A Privacy Agenda For The New Administration

This is the first post in a three part series directed at restoring some of the civil liberties we've lost over the past eight years. Today's post is about our privacy rights. We'll follow this up early next week with our thoughts on intellectual property rights and government transparency.

As new leaders prepare to move into the White House and Congress over the next few months, we'd like to call on them to restore Americans' privacy rights. Here's a little "wish list" we'd like to put forward:

  1. Repeal or repair the FISA Amendments Act (FISAAA). There are a great many flaws in FISAAA, which was passed last Summer after a long and difficult fight. Most significantly, the provisions granting retroactive immunity from litigation to telecommunications companies complicit in the Bush Administration's warrantless wiretapping program should be repealed so that the millions of Americans who have been illegally surveilled can have their day in court.

  2. Reform the Electronic Communications Privacy Act (ECPA). ECPA is a major law restricting the government's ability to surveil citizens and is in desperate need of reform.

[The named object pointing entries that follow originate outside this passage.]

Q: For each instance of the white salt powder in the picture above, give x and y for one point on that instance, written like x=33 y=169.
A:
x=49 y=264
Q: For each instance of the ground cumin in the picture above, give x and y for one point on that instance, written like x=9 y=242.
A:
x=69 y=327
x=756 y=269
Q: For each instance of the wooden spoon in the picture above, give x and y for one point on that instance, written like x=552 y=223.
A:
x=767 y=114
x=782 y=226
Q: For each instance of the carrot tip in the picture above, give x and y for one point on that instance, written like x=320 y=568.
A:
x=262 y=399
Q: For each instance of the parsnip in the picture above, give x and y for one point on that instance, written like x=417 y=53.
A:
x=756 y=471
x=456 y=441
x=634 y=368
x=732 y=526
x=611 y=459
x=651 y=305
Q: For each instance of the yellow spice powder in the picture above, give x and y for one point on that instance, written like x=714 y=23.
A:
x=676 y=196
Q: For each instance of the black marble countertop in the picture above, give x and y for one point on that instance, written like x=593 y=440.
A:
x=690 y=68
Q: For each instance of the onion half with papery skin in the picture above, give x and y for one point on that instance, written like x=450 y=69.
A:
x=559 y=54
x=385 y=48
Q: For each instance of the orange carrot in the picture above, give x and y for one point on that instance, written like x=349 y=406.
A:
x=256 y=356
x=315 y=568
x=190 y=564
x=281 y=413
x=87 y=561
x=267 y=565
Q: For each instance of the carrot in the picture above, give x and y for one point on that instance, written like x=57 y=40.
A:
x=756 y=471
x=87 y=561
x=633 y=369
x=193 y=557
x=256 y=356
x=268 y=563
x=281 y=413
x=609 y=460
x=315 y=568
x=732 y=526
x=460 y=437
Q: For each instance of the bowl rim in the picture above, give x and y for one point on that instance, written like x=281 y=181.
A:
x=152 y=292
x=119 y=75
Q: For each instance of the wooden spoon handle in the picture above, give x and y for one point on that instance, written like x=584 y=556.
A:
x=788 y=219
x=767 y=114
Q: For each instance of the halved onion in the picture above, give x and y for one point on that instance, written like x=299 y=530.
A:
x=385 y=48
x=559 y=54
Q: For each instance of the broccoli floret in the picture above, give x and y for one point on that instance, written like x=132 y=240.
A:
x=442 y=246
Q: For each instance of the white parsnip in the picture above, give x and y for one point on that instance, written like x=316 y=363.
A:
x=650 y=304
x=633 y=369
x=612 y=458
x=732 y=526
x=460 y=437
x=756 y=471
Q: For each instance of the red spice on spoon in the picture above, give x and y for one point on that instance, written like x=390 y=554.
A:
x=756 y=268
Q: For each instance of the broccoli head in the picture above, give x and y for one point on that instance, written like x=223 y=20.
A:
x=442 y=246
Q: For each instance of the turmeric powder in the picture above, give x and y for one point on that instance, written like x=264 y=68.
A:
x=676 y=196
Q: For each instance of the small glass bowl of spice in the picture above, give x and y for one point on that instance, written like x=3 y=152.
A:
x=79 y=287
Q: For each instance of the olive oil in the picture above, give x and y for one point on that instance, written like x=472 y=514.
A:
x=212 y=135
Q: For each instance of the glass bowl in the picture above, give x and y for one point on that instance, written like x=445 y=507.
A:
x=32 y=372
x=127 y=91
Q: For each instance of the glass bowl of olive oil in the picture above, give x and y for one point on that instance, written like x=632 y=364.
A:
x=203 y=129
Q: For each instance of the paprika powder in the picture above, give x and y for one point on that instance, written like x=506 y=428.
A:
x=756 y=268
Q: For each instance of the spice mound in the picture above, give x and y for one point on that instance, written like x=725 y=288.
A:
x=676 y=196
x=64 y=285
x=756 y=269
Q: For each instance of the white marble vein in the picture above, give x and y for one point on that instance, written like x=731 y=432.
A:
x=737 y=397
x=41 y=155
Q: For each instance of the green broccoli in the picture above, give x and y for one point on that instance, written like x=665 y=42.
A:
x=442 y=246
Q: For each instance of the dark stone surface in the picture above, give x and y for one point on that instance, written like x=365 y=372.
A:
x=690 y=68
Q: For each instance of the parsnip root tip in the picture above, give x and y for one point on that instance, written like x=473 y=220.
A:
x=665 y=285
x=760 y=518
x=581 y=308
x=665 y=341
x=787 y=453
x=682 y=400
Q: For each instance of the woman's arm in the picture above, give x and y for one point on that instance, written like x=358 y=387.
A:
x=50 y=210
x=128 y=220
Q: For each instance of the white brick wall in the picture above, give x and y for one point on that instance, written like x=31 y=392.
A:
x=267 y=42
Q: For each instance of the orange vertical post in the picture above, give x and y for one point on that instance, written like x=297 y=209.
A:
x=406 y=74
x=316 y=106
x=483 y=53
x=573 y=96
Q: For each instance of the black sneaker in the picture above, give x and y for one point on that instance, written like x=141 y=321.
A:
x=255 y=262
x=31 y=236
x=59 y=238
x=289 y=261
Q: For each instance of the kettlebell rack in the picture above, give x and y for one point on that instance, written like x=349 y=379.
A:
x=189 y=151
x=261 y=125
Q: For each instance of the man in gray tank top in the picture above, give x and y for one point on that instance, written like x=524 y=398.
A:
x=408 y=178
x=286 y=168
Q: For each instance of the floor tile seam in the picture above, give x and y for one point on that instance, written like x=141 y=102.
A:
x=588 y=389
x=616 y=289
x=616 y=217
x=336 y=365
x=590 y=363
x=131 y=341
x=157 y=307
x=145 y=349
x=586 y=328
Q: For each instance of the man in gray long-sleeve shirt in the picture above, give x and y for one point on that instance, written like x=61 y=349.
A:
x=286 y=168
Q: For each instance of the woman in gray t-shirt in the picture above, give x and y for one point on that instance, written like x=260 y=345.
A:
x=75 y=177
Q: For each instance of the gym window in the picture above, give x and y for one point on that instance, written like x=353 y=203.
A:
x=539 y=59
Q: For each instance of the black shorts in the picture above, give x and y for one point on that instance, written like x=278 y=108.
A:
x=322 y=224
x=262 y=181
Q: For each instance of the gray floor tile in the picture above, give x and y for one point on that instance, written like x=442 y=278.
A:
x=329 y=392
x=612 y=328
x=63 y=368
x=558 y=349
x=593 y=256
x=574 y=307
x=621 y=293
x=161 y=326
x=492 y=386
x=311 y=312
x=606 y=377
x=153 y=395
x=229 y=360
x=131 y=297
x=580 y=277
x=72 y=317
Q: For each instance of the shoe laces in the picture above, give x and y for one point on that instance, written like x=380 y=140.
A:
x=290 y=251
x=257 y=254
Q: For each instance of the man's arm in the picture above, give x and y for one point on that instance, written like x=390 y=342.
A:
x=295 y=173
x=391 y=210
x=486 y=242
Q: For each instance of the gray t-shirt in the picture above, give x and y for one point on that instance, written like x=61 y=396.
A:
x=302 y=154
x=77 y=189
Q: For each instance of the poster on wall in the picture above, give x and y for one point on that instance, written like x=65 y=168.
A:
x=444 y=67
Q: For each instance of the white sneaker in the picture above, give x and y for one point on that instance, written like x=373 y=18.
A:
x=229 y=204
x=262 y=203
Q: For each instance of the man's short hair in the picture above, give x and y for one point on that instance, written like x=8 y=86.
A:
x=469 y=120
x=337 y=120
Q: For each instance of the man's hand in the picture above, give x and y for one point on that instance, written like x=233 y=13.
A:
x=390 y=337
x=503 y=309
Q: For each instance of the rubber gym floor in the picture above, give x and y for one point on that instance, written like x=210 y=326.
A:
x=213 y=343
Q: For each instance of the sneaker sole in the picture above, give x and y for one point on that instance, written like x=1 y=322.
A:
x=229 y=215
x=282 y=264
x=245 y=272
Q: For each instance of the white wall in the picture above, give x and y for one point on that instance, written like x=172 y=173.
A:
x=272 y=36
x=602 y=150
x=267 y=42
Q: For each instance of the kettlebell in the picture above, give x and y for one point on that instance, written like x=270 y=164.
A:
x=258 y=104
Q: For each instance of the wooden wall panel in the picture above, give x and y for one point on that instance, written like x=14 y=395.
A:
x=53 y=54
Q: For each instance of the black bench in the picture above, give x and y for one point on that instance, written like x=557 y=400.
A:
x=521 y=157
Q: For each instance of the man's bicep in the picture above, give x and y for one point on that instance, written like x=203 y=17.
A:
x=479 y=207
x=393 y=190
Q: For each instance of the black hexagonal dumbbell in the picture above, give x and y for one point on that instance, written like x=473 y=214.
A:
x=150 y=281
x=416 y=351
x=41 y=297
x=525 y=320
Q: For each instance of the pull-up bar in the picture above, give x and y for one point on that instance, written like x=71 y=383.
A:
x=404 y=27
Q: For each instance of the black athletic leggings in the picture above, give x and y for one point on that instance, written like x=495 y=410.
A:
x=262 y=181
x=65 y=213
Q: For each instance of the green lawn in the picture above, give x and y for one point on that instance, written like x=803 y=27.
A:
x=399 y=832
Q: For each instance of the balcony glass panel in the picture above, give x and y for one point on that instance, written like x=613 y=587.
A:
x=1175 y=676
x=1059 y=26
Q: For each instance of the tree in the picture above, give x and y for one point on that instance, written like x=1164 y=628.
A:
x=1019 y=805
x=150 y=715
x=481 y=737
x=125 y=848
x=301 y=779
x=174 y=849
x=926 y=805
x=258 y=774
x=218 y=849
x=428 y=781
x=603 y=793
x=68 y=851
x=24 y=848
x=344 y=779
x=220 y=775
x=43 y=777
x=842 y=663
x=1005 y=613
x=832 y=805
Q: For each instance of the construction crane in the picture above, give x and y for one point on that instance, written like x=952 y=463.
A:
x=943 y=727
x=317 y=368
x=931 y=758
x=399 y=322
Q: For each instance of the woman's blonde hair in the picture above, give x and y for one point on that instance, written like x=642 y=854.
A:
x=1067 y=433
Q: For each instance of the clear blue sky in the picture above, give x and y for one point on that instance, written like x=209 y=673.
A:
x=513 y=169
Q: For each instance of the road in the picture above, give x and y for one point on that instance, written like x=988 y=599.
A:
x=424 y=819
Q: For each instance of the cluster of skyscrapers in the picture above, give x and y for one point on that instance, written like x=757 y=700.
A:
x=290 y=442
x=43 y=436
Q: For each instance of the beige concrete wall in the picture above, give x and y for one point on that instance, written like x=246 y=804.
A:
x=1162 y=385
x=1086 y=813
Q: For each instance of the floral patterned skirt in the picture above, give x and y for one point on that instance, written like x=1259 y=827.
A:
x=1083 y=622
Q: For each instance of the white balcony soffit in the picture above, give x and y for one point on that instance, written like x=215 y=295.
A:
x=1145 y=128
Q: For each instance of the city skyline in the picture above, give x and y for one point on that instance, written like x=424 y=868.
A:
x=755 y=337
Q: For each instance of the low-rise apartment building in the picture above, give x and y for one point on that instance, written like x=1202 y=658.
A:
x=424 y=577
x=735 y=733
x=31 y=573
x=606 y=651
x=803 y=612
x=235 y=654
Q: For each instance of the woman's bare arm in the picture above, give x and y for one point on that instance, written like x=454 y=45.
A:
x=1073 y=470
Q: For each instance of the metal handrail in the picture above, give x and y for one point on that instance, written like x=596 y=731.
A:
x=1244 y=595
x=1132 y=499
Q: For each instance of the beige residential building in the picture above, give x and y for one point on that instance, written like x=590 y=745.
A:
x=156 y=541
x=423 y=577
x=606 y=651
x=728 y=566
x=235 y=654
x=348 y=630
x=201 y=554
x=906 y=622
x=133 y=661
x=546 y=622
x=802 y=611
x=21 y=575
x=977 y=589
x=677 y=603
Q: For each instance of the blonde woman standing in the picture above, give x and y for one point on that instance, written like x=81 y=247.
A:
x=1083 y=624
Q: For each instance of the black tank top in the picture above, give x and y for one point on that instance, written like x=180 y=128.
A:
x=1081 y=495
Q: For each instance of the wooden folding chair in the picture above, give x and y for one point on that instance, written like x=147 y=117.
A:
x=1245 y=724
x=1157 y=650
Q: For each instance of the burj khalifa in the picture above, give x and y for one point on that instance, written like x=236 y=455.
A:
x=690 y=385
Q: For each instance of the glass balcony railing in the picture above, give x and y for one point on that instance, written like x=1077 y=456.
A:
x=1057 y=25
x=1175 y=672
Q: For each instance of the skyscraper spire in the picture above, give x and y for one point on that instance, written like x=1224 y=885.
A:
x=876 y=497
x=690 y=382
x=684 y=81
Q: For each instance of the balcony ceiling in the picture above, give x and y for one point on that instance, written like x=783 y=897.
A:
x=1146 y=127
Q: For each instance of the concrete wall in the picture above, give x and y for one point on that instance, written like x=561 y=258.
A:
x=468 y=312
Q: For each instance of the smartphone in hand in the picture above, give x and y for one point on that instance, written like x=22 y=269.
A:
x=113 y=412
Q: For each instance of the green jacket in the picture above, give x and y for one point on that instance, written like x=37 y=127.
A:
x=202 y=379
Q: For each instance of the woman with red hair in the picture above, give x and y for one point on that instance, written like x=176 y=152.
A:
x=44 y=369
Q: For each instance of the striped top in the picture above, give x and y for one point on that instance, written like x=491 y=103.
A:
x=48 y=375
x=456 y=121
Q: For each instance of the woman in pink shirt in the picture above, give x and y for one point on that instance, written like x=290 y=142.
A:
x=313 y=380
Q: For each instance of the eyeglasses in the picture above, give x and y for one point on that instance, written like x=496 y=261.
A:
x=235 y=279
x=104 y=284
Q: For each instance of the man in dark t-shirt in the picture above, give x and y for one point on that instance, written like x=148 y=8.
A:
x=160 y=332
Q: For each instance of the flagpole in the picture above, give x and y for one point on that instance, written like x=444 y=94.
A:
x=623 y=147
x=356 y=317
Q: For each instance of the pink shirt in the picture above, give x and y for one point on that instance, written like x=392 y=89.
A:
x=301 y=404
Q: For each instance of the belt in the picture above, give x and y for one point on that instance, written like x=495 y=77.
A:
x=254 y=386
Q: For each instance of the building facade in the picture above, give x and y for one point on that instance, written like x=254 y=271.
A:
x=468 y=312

It has become dangerously out-of-sync with recent technological developments and Americans' expectation of online privacy. In particular, the privacy of personal data should not depend on how long an ISP has stored that data or whether the data is stored locally or remotely.

  3. Reform the State Secrets Privilege. The State Secrets Privilege has been radically abused by the Bush Administration, particularly to shield its electronic surveillance activity from judicial review. The new administration should voluntarily reduce its use of the privilege, and work with Congress to reform the privilege and insure that claims of state secrecy are subject to independent judicial scrutiny.

  4. Scale back the use of National Security Letters to gag and acquire data from online service providers. The REAL ID Act, with its requirement that Americans carry a national ID card, has been rejected by many U.S. states and should be federally repealed. Large-scale government data collection and data-mining projects like Automated Targeting System (ATS) should be reduced or eliminated. Invasive border-searches of electronic devices should be stopped.